I also removed the overwound stock bridge pickup, putting the middle pickup there, to get RW/RP neck-bridge combo. Then for a new middle pickup, I put in a G&L S-500 pickup, hidden under the cover from the old bridge pickup.
The S-500 was ~7mm taller than a Jaguar pickup, so I routed the middle pickup cavity by the difference.
I used a stepped drill bit (by hand) to open up the pole piece holes in the old Jag cover. The pole spacing was off by 1-2 mm, but once the holes are open enough to fit the larger poles, it is equally off to the stock pickups, whose pole pieces are also slightly off, so everything looks mostly normal.
The G&L is a neck/bridge model, polarity is South up. I wired a separate ground wire to the G&L's shield plate, in case I needed to swap the coil leads for phase, which I did in fact have to do once it was strung up (with roundwounds). Middle/bridge is also RW/RP.
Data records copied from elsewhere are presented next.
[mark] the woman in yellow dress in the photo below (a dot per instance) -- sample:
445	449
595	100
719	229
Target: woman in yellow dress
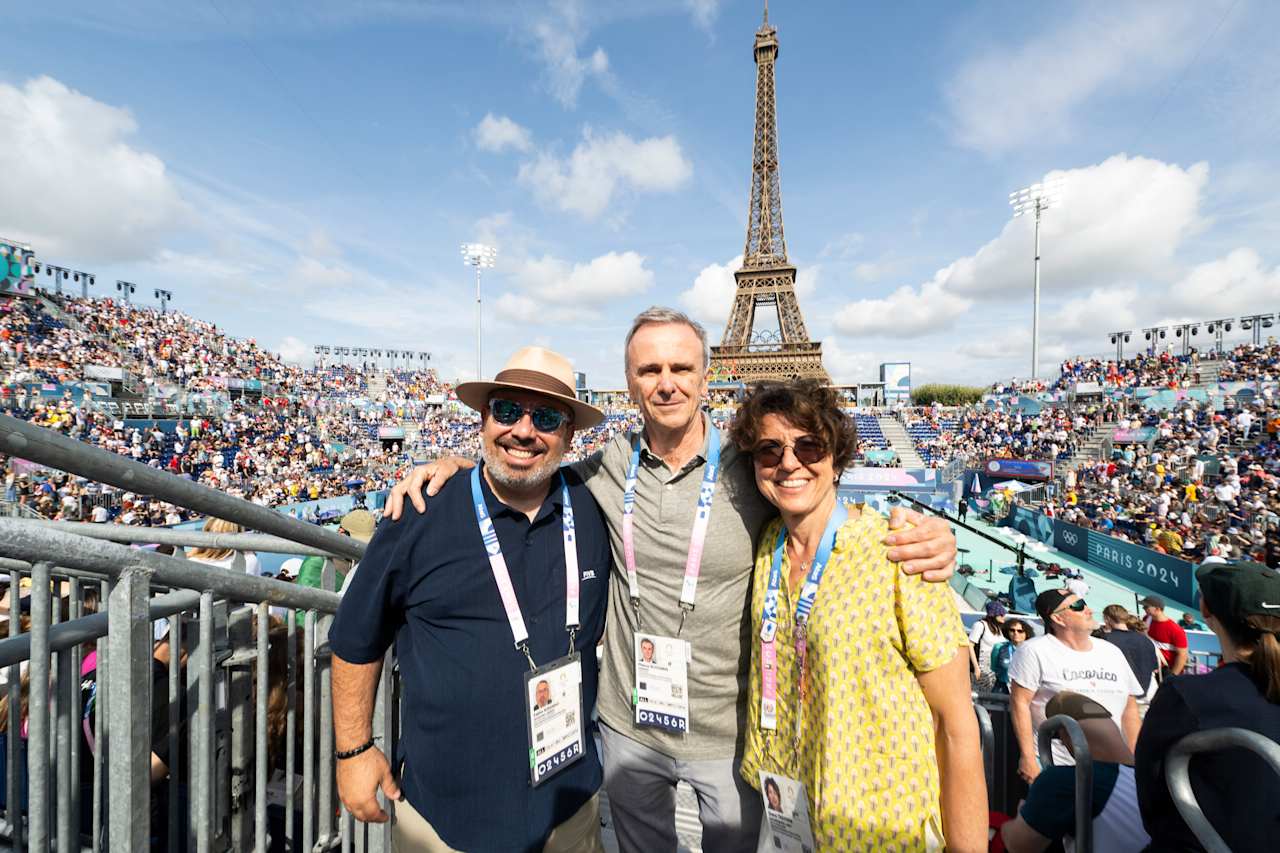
859	673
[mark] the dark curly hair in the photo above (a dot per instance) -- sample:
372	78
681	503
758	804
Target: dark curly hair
805	404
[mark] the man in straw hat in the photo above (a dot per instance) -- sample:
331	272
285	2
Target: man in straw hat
488	598
684	515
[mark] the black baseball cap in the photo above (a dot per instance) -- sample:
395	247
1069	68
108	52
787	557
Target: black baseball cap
1237	589
1050	601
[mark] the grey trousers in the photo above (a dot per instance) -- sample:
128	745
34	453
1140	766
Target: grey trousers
641	787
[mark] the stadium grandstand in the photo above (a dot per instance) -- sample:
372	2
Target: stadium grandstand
146	424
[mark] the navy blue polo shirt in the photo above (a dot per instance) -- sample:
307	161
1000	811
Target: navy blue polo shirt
425	584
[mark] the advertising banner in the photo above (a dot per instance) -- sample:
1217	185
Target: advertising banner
104	372
1170	576
897	478
897	382
1139	436
1032	523
1018	469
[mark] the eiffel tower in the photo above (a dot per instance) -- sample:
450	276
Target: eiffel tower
766	278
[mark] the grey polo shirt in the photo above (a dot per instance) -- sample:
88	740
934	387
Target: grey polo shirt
720	625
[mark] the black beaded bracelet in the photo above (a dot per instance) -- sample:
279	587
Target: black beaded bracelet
352	753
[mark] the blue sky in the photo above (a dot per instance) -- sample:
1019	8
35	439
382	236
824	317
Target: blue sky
304	172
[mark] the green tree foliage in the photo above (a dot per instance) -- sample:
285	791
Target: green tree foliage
946	395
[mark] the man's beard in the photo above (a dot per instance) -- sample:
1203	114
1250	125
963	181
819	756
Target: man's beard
503	475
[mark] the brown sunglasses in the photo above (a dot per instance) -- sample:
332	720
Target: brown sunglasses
808	451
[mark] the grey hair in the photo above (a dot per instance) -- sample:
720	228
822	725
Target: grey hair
661	315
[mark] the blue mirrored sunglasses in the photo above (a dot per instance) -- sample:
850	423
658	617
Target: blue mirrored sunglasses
508	413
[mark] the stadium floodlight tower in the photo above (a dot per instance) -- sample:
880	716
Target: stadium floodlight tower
1256	323
1184	331
1036	199
480	256
1120	338
1216	328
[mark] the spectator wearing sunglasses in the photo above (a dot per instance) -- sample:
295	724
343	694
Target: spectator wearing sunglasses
1015	632
439	587
1068	658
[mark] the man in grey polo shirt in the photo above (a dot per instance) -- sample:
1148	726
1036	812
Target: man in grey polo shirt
666	365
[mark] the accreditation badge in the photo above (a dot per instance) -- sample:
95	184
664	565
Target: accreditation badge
661	693
786	815
553	707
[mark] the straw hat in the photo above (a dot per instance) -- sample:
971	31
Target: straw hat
540	372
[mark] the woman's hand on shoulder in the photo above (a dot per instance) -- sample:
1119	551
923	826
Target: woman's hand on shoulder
433	475
922	543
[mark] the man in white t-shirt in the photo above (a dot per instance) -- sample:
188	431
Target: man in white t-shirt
1068	658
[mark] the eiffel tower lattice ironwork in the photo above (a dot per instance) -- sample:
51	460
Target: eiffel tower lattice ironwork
766	277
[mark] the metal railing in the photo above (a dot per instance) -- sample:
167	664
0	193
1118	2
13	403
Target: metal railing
1178	775
1079	747
232	671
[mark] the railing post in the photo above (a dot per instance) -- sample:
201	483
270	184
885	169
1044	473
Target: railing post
127	684
1178	775
260	744
37	703
240	628
12	806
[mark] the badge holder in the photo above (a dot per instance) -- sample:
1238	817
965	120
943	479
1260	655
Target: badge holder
786	815
553	715
661	690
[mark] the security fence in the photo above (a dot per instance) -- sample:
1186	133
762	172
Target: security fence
177	706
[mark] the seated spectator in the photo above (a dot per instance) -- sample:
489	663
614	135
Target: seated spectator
224	557
1168	637
1048	812
1235	789
1066	657
1016	632
1129	634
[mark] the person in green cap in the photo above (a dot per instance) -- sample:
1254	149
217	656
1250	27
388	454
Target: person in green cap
1235	788
357	524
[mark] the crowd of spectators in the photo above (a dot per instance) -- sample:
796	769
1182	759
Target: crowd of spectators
1151	370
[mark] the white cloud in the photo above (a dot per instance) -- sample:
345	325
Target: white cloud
74	187
556	291
1011	96
848	366
599	165
906	313
712	295
703	10
1102	310
293	350
498	132
557	40
602	279
1120	219
1237	283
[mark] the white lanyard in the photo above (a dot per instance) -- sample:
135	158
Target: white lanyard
696	539
501	576
804	606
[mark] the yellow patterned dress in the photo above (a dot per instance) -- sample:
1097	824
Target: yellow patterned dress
865	737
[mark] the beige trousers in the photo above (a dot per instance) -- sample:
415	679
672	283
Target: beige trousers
411	833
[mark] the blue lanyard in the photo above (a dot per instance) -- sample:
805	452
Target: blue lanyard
501	576
809	592
696	539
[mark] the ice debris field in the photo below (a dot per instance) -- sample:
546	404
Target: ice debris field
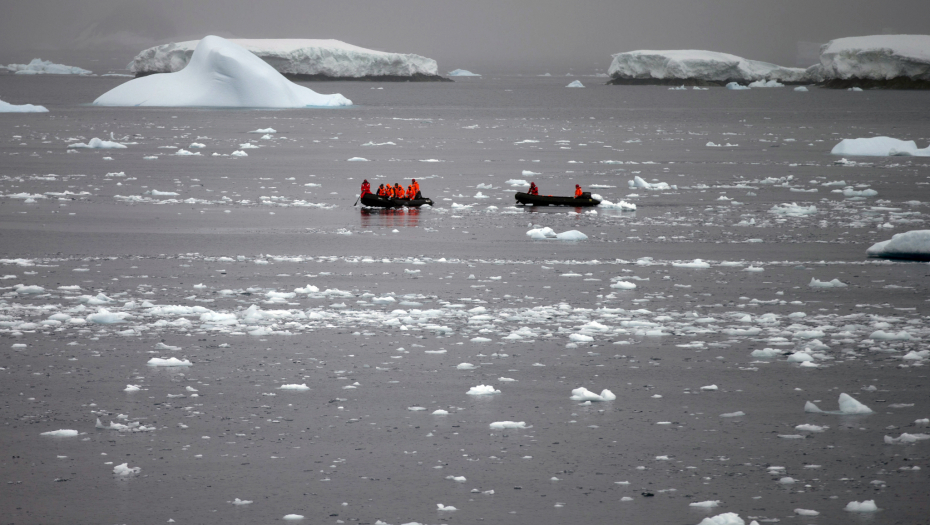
200	324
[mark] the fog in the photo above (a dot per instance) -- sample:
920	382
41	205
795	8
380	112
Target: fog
482	35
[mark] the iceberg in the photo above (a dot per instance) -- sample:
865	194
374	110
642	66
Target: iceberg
6	107
304	59
876	61
879	147
914	244
220	74
695	67
44	67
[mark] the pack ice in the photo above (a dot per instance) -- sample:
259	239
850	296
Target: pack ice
220	74
311	57
692	64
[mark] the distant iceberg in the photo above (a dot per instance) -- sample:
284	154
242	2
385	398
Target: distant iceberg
44	67
302	59
220	74
696	67
886	61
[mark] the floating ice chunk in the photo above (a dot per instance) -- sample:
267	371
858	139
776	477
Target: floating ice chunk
862	506
220	74
739	413
171	361
502	425
811	428
623	285
583	394
96	143
848	405
697	263
800	357
906	438
124	470
6	107
60	433
835	283
879	147
766	83
639	182
914	244
727	518
793	210
298	387
482	390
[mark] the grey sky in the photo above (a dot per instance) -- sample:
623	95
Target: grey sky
524	35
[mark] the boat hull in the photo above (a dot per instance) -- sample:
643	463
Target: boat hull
550	200
376	201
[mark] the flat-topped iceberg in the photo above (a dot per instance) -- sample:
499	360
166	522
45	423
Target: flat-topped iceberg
305	59
220	74
697	67
876	61
37	66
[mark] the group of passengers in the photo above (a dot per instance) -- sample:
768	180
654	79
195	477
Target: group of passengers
534	190
394	192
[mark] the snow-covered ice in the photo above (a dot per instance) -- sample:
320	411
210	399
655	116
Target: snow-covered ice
914	244
876	57
879	147
37	66
220	74
694	64
311	57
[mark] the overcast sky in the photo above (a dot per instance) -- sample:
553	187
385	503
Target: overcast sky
520	35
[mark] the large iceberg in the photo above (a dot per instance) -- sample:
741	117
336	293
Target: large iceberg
914	244
220	74
697	67
876	61
302	59
37	66
880	147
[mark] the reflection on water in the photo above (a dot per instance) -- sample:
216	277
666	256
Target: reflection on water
390	217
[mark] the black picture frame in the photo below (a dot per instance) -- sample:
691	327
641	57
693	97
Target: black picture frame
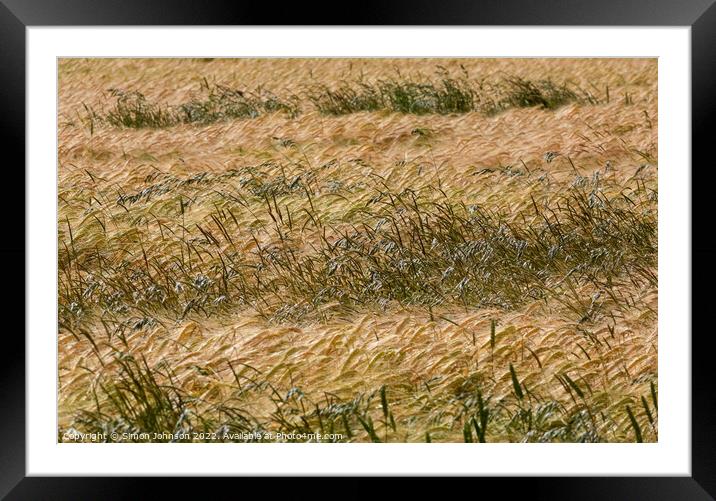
700	15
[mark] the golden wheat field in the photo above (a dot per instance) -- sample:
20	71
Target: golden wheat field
386	250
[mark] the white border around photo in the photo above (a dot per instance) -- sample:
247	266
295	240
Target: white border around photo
671	455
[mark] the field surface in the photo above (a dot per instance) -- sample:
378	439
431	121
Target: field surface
401	250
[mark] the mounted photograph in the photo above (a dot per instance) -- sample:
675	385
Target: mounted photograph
352	250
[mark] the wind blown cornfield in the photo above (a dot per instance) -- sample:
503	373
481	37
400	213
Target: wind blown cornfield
357	250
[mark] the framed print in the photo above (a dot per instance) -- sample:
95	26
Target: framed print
404	247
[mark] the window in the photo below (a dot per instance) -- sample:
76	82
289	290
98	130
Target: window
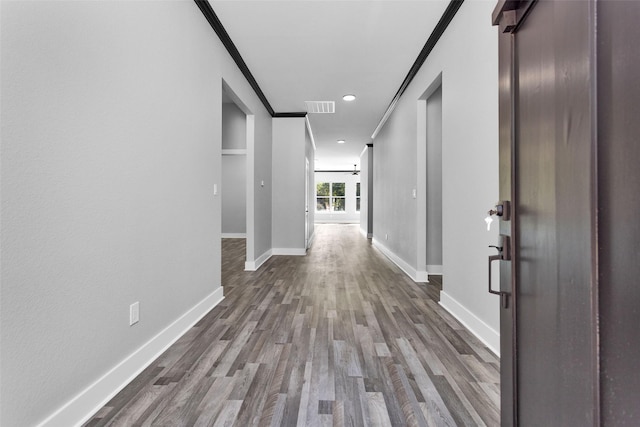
330	197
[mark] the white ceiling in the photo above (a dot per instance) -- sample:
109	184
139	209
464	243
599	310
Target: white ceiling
320	50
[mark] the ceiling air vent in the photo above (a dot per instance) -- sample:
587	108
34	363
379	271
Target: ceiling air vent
321	106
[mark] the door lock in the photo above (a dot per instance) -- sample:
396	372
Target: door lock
502	209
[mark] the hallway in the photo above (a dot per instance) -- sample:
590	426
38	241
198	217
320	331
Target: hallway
339	337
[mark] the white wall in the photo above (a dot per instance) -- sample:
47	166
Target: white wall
466	57
234	195
289	152
310	154
111	145
350	215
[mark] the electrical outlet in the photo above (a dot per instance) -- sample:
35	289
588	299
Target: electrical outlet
134	313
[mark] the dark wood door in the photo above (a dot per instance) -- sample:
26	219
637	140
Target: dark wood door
549	362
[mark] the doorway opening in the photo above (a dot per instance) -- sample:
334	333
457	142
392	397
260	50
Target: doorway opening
430	261
236	193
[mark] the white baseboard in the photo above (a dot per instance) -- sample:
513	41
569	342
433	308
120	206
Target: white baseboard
402	264
485	333
336	221
365	234
234	235
289	251
82	407
311	239
422	276
434	269
255	265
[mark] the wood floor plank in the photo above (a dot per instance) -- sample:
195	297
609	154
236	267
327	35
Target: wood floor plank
339	337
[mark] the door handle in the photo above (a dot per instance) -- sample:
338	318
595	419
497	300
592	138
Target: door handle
503	255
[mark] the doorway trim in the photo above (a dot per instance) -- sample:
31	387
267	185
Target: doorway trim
422	270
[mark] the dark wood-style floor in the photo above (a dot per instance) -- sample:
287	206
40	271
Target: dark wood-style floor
339	337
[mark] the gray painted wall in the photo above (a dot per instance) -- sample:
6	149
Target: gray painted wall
234	194
466	57
310	156
111	145
434	179
288	183
366	191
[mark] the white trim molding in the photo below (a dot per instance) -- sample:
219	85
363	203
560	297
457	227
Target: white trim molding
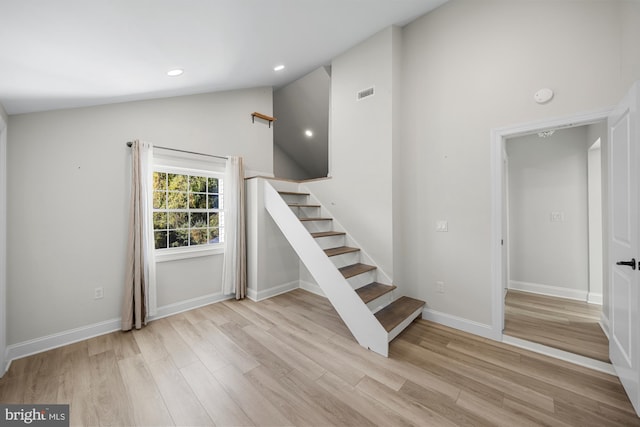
256	296
498	136
49	342
466	325
594	298
190	304
576	359
312	287
604	324
553	291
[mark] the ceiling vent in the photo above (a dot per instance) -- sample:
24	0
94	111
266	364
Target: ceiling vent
365	93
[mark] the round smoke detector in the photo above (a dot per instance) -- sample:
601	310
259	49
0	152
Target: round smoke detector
543	96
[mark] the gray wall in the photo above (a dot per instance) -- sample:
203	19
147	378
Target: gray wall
359	193
470	67
549	175
286	167
298	106
68	175
3	238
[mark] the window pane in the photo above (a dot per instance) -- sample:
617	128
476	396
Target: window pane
214	235
197	201
160	238
159	180
198	219
178	220
159	200
178	238
198	236
198	184
177	182
159	220
213	202
213	185
213	219
177	200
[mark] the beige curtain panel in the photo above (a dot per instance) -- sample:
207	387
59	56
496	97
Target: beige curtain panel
134	309
234	274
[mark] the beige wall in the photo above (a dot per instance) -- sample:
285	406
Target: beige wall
549	175
68	175
3	114
469	67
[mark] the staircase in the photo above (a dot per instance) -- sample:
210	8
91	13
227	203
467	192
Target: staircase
368	307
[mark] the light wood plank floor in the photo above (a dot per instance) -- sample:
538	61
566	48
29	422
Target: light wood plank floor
291	361
560	323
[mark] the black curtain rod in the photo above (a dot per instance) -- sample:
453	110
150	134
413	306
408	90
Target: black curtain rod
129	144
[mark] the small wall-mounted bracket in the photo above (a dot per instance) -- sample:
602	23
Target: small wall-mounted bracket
263	117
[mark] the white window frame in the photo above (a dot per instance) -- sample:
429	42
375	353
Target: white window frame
187	252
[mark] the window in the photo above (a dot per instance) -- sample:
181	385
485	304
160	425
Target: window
187	209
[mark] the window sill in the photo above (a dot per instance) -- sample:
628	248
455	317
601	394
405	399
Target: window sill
182	253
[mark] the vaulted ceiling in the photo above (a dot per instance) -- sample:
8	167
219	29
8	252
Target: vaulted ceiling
73	53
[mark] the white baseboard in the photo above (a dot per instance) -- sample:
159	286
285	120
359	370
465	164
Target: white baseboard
254	295
553	291
190	304
594	298
460	323
604	324
312	287
560	354
38	345
49	342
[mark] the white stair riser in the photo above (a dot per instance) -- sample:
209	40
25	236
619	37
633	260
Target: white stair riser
330	242
362	279
317	226
294	198
402	326
345	259
306	212
381	302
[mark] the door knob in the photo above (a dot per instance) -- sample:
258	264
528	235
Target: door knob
631	263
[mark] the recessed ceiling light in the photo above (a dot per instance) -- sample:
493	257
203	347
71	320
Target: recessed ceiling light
175	73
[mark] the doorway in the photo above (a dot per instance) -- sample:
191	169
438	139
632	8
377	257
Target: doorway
554	215
505	232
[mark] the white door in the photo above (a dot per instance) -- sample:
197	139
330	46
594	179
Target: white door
624	255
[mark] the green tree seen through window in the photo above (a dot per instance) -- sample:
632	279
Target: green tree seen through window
187	210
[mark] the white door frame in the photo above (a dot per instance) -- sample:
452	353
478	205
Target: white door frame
498	137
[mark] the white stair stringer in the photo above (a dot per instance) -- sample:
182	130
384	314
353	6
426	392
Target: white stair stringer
362	323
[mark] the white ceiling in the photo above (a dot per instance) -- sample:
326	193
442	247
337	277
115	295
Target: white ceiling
72	53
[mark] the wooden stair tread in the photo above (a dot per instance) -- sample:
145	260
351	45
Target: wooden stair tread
293	193
355	269
373	290
327	234
340	250
396	312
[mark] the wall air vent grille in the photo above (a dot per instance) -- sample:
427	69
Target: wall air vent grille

Just to start, I set the Jag pickups to a normal factory height, then adjusted the G&L down until the volumes matched, which was considerably lower, which puts it out of the way.
First thoughts through my Tweed Princeton: It sounds big and full. If the Jag pickups in a Bass VI are a classic black and white movie, the G&L is in full color HD. They sound good together too, like some old Technicolor movie. Bridge position is much improved too, with the non-overwound pickup.